¶ … Clinical Practice with Individuals Critique of Practice
Behavioral change theories and designs mainly allow an individual to adapt and change a negative or damaging habit into a positive and healthier one. All behavioral change theories help the researcher to categorize the changes that individuals go through and the behavioral change designs help the individual to have basic guideline form where they can start to initiate the change themselves. The main aspects in the behavioral changes theories are internal factors like the confidence, behavior, attitude and beliefs of the individual and the external factors like the social structure, family and environment that surrounds the individual (Maurer, 1996).
Purpose of the Paper
In this paper we will analyze the behavioral changes that a teenager, 19-year-old Sarah, is going through as she lives through the foster care system in Miami. Her foster care structure is similar to almost any other foster care structure and leaves her feeling lonely, depressed and anxious with her life. The depression is the main cause of worry for the client as it disallows her to feel good about her achievements. She constantly finds herself breaking down in tears because of depression. She has been my patient for nearly two years now and whenever in such circumstances she comes to my clinic, I make sure that she is always made to feel welcomed and is surrounded by a calming influence and atmosphere whether she is in the waiting room or in my office. She usually is very reclusive whenever she comes for regular session and complains subtly about her depressive state. But at times, she does get overwhelmed and breaks down. I've used the findings of many behavioral studies to help her calm down and try to get herself out of her depressive inclinations.
It has been a very recent development that the behavioral changes theories have started incorporating the health maintenance strategies for individuals who do not have serious diseases like AIDS, but instead suffer milder diseases like depression; this has helped me deal with my patient a lot better than before. Furthermore, there are many researchers who believe that the behavior change models can provide important information on why certain individuals and certain societies undergo a higher percentage of depression. This is so because all behavior change models tend to categorize behavior patterns in clusters which can help present statistical information of the lifestyles and life choices of societies all over the world (NIH 2003).

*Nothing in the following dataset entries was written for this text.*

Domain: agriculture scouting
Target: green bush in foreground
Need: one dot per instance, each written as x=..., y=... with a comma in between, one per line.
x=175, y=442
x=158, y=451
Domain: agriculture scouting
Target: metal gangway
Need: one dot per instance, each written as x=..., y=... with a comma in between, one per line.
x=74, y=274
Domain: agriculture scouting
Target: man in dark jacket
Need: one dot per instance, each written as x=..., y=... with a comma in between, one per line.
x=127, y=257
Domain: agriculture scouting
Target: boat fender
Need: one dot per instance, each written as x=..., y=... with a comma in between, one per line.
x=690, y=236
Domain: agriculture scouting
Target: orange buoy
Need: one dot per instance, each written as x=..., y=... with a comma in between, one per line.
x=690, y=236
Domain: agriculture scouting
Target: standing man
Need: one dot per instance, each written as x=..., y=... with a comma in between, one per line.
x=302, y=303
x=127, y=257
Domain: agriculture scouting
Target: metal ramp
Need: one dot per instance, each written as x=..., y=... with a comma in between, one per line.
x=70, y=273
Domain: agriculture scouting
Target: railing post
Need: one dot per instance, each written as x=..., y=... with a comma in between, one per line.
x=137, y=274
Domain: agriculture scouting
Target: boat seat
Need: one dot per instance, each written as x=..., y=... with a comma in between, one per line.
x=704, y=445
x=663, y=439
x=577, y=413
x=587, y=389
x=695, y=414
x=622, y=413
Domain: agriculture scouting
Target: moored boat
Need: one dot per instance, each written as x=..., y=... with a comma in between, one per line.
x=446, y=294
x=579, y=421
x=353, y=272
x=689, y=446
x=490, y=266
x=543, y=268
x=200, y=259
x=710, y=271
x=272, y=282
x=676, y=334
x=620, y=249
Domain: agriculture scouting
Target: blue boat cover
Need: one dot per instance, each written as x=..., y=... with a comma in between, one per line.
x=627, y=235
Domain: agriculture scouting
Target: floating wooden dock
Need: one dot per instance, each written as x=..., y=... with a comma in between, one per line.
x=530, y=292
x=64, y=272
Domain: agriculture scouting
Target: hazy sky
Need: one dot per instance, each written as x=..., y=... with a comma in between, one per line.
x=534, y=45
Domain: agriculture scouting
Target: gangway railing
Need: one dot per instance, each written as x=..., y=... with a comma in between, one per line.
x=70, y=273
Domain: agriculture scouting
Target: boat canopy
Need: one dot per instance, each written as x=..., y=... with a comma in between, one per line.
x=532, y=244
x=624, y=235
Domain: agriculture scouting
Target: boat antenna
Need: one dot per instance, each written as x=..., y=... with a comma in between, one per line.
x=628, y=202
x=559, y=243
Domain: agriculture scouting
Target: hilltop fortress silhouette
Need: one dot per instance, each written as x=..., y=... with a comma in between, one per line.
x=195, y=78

In this paper we will mainly highlight how the different behavior change models has and will impact the chosen individual suffering from depression when she chooses to change her lifestyle. The paper will highlight the five important stages of change that the individual will go through in order to accurately apply the behavioral change method required to help her alter her depressive inclinations. The research will mainly use two behavioral change methods: the Stages of Changes Method and the Health Belief Model (HBM).
Methods Applied
The method applied in this study is the "Stages of Changes" procedure. This was a combination of interpersonal and environmental intervention and the first thing I did in this when altering the clients' depressive behavior was that I observed the patterns of behavior as they existed before the change process is initiated so that comparison of results could be evaluated accurately. In this way, I observed the resilience and willingness of the individual to adapt to change that would better her lifestyle. This I did through observing Sarah's attitude towards her peers, her social attachments, the willingness of the individual to stand up for her and for what's right in a tough spot, the food preferences, etc. All of the observations were recorded and documented with reasons for the preferences i.e. all of the actions and addictions to certain situations that could possibly instigate depressive inclinations.

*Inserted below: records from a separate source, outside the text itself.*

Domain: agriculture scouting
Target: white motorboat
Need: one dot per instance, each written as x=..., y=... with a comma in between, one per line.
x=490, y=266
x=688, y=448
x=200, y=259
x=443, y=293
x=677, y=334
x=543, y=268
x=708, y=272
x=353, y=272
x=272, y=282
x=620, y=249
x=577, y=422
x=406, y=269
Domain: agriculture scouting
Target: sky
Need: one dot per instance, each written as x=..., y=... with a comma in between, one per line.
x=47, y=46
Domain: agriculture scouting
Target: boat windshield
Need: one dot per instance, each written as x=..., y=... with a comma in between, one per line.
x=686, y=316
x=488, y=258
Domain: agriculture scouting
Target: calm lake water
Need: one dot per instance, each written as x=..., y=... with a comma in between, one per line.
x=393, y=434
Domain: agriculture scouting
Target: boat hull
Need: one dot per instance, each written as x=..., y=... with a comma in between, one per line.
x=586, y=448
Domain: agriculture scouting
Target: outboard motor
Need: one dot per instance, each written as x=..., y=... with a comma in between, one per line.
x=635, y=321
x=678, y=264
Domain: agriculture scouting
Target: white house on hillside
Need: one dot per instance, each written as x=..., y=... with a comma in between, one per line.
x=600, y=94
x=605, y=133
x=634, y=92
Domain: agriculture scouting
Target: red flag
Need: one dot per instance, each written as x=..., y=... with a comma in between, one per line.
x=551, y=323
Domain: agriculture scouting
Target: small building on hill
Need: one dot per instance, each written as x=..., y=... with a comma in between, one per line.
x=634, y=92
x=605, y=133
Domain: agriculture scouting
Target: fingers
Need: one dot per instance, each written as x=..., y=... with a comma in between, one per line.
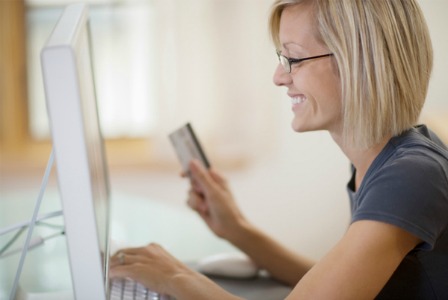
x=200, y=174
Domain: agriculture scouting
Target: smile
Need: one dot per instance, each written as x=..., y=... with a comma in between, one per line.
x=298, y=99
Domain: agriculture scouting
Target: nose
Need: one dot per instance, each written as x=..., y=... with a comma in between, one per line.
x=281, y=77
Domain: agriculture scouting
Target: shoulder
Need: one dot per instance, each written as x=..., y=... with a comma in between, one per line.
x=407, y=186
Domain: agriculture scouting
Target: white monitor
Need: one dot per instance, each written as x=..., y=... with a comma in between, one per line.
x=79, y=151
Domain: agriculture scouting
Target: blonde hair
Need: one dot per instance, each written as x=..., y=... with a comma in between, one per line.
x=384, y=56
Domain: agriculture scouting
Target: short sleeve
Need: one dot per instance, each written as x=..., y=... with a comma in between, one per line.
x=410, y=192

The next step included the planning of the change process, risk assessment and recognition of protective factors. First thing done here was the recognition of unhealthy patterns in the current habits and the appropriate solutions that could bring about the necessary change in them. Second thing in this stage was the designing and distribution of the five methods explained below over a period of six to eight weeks which included all changes being made in the prior behavioral patterns. The five methods implemented in the behavioral pattern for this study include:
Pre-contemplation
Contemplation
Preparation
Action
Maintenance (Prochaska et al., 1992).
In the first stage of the pre-contemplation, the problem with the depression is obvious, whether or not it is recognized by the individual. If the individual does acknowledge the problem, she does not really resolve to take steps for its solution. In this stage, the individual (Sarah) mainly recognized the problem and gathered all knowledge that was directly or indirectly linked to the problem as well as recognized how her problem affected her environment through the process of observation (Prochaska et al., 1992). Here the method applied basically was aimed to increase the awareness of the individual to the problem through indirect, subtle and at times direct dialogue. This was chosen as the line of action due to the individual's episodic refusal towards therapeutic solutions; it was important that Sarah realized what she needed instead of me telling it to her.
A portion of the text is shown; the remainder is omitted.